In any case (anchor or else), if you don't predict a mask, you'll predict numbers directly. But what numbers? Notice the use of the word "Anchor"... where have you seen this word before? Yes! in Object Detection! In object detection, you can sometimes use anchors that are predefined bounding boxes (a pedestrian is often vertical, small, etc...).

If you need a refresher, I have a great article on anchor boxes here.

In anchor based object detection, your model begins by placing anchor boxes all over the place. If detecting pedestrian for example, most of these boxes will be vertical boxes, and you use that knowledge as prior. You then predicts the "shift"or adjustment between detected bounding boxes and the anchor boxes.

Similarly, we can have assumptions on what a line should look like... It can be a straight line, or a curve, it can be dashed, or solid... and guess what? We can use this information as 'anchor'.

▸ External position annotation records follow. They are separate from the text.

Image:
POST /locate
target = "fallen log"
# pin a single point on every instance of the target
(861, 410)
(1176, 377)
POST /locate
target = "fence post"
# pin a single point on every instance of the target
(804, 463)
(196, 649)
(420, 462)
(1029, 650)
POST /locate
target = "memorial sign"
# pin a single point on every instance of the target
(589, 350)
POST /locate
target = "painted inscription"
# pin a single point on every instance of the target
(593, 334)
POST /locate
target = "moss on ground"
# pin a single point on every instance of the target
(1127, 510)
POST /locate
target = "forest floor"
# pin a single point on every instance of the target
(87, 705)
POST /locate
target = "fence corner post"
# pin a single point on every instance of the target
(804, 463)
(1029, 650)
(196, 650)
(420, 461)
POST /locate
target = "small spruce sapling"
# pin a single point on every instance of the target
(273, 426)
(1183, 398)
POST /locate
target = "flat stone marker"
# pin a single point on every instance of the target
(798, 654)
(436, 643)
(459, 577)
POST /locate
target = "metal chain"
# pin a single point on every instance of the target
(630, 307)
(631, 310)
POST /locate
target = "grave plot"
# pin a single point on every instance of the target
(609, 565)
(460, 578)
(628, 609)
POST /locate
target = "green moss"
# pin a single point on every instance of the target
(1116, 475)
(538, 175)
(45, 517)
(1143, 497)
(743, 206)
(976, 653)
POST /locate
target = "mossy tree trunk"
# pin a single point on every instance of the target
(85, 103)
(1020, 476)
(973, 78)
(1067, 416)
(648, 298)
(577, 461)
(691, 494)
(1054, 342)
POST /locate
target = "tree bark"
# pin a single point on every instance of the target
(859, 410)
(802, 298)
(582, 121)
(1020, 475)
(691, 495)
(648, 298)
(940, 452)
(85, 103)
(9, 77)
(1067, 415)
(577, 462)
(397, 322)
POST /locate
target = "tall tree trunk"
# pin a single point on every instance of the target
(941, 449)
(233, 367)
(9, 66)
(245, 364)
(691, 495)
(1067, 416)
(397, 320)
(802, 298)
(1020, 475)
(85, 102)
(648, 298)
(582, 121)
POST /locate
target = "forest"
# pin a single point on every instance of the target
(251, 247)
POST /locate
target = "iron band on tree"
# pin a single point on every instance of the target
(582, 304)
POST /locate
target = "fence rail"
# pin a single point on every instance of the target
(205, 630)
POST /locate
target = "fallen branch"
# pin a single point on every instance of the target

Intuitively, the key idea would look like this:

  1. Anchor Generation  — Anchors, which are predefined lines, are generated across the image. In lane detection, these might be lines or curves representing possible lane positions and shapes. They also might be created at different scales and aspect ratios to detect lanes of various sizes and orientations. Usually, we then use techniques like Intersection over Union (IoU) to match anchors to ground-truth lines/boxes.
  2. Anchor "Shift"/Deviation: The model predicts adjustments to the anchors, tuning their position, shape, and size to closely align with the actual lanes in the image. In some cases, we may also want to predict class probabilities (e.g., solid vs. dashed lane) for each anchor.
  3. Non-Maxima Suppression & Prediction: NMS removes redundant predictions by keeping only the anchor with the highest probability in regions where multiple anchors overlap and suppressing the others.The remaining anchors after NMS represent the model’s final predictions for the positions and shapes of lanes.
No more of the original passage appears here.